- Byte Federal discloses data breach impacting 58,000 users due to a GitLab vulnerability exploited on September 30.
- Hackers accessed extensive personal data including names, IDs, Social Security numbers, and transaction details from Bitcoin ATM users.
Byte Federal, a leading Bitcoin ATM operator in the United States, has disclosed a significant security breach affecting 58,000 users. This incident, which came to light on November 18 but occurred on September 30, involved unauthorized access through a vulnerability in GitLab, a tool widely used by software developers.
The breach allowed hackers to access a comprehensive set of personal data including names, birthdates, addresses, phone numbers, email addresses, government-issued IDs, Social Security numbers, transaction records, and user photos.
The company reported the incident to the attorney general in Maine, outlining the steps taken to mitigate the damage. Byte Federal attributes the breach to a flaw in the GitLab software that enabled attackers to infiltrate its network and access customer information.
Following previous events, reported in ETHNews, this exposure raises significant concerns about the security measures in place to protect highly sensitive user data stored by the company’s 1,200 Bitcoin ATMs across the country.
In response to the breach, Byte Federal has taken several corrective actions. These include resetting customer accounts, updating passwords, and enhancing its security protocols to prevent future incidents. The company has communicated to its users that although there is no evidence of the compromised information being misused, it has implemented precautionary measures to secure user data.
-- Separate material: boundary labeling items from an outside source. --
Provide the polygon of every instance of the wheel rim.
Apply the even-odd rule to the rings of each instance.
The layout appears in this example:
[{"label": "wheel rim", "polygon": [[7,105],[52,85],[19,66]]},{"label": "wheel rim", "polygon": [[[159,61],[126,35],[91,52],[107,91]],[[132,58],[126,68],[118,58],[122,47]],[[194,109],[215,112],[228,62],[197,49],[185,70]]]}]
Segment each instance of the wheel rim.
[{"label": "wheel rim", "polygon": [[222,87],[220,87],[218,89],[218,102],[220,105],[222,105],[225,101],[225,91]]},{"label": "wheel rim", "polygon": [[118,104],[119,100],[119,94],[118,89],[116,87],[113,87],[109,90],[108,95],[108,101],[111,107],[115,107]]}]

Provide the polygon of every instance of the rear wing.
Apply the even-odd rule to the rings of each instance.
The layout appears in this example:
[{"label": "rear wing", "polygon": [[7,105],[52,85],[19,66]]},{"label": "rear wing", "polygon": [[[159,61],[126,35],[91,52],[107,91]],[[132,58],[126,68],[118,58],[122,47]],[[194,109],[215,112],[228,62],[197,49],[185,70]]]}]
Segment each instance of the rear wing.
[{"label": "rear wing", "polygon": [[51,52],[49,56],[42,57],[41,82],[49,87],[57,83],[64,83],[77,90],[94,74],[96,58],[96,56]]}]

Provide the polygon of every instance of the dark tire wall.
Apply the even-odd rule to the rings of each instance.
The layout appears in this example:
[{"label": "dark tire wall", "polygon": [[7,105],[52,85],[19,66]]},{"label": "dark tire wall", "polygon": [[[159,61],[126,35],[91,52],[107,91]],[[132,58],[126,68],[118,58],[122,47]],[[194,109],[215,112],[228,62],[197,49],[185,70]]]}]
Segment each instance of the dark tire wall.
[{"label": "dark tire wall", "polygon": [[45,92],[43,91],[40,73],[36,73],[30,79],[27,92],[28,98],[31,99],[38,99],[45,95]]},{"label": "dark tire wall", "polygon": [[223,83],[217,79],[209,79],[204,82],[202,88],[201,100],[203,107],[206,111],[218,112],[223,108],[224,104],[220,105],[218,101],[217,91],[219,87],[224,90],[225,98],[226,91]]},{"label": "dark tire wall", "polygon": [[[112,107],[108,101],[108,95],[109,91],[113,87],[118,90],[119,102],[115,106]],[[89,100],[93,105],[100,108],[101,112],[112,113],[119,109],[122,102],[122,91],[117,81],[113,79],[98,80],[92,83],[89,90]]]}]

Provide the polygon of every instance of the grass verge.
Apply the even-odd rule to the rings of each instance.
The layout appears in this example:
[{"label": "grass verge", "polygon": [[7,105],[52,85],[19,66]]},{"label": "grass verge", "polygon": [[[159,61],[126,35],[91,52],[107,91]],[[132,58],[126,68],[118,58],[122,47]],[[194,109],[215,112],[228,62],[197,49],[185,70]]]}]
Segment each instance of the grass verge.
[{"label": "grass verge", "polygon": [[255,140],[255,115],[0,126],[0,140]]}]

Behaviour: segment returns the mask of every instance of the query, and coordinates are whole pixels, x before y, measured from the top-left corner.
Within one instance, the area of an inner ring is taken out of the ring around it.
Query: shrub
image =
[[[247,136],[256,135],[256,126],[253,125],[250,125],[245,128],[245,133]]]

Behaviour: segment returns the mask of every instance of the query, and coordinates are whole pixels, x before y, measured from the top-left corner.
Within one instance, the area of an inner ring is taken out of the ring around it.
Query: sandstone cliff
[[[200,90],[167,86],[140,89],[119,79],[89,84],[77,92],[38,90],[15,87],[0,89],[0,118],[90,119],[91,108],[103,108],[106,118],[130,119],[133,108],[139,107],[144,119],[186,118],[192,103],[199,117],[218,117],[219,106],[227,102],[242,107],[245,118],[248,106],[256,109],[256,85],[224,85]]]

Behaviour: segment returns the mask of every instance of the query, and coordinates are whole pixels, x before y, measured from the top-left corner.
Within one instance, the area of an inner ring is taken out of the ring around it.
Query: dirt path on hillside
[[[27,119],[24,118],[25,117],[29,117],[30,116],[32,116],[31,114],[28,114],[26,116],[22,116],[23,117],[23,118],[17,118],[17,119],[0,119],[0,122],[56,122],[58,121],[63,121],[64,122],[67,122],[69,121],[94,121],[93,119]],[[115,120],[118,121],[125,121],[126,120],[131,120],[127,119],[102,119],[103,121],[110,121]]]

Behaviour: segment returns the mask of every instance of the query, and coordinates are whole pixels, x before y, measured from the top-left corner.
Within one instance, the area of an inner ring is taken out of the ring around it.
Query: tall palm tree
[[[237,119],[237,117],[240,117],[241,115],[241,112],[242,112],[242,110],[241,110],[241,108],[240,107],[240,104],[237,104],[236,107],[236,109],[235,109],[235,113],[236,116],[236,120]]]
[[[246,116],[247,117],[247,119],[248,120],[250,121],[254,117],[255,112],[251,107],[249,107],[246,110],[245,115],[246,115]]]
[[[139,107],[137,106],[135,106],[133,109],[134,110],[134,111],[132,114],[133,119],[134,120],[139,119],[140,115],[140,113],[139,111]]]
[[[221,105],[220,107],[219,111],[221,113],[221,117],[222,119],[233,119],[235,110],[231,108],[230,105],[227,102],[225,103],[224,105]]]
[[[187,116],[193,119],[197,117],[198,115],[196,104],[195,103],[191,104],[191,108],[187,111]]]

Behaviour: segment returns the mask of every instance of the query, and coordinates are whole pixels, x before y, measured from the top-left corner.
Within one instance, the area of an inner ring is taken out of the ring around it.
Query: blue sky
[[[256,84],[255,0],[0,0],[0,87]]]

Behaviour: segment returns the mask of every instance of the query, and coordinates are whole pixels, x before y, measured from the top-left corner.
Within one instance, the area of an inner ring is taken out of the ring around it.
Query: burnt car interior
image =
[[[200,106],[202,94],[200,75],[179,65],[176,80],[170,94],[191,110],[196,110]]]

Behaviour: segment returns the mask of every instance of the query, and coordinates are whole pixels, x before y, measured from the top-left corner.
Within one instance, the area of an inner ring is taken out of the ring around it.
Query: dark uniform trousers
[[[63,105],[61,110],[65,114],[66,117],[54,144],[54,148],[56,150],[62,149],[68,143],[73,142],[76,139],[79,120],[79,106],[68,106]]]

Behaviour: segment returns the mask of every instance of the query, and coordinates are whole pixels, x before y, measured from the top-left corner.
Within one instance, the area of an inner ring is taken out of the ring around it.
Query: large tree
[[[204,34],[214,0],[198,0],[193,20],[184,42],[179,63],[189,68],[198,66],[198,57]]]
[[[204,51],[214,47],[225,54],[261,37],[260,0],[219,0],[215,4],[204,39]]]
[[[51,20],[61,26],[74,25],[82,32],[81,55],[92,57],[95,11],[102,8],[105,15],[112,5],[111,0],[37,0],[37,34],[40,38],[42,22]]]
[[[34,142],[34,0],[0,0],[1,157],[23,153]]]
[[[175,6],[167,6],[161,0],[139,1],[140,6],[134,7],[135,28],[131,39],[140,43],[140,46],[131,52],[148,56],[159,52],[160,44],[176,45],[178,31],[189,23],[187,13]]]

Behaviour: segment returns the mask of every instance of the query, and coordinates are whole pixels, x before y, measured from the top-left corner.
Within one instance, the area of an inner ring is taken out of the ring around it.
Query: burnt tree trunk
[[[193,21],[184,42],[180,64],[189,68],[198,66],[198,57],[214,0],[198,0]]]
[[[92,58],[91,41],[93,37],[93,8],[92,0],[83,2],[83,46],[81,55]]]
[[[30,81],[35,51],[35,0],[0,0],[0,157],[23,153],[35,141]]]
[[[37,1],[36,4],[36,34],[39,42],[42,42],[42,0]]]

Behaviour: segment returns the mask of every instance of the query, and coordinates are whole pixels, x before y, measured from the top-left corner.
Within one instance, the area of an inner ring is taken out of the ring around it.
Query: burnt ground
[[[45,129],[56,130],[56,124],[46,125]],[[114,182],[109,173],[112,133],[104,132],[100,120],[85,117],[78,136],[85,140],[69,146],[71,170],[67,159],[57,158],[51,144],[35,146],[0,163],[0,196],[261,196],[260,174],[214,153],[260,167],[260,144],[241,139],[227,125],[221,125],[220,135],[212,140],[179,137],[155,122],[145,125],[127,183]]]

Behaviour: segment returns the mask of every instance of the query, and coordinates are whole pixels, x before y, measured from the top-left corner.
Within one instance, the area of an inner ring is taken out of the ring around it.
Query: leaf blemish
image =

Despite these assurances, the breach has sparked widespread concern about the adequacy of Byte Federal’s security frameworks to safeguard against sophisticated cyber threats. Users of Byte Federal services are urged to change their passwords immediately and consider placing fraud alerts or freezing their credit reports with major credit bureaus to prevent potential identity theft.
Additionally, customers are advised to monitor their bank accounts and credit reports for any unusual activity that might suggest exploitation of the stolen data.
This event underscores the ongoing challenges and risks associated with securing personal and financial information in the digital age, particularly within the cryptocurrency sector, where such data is a prime target for cybercriminals.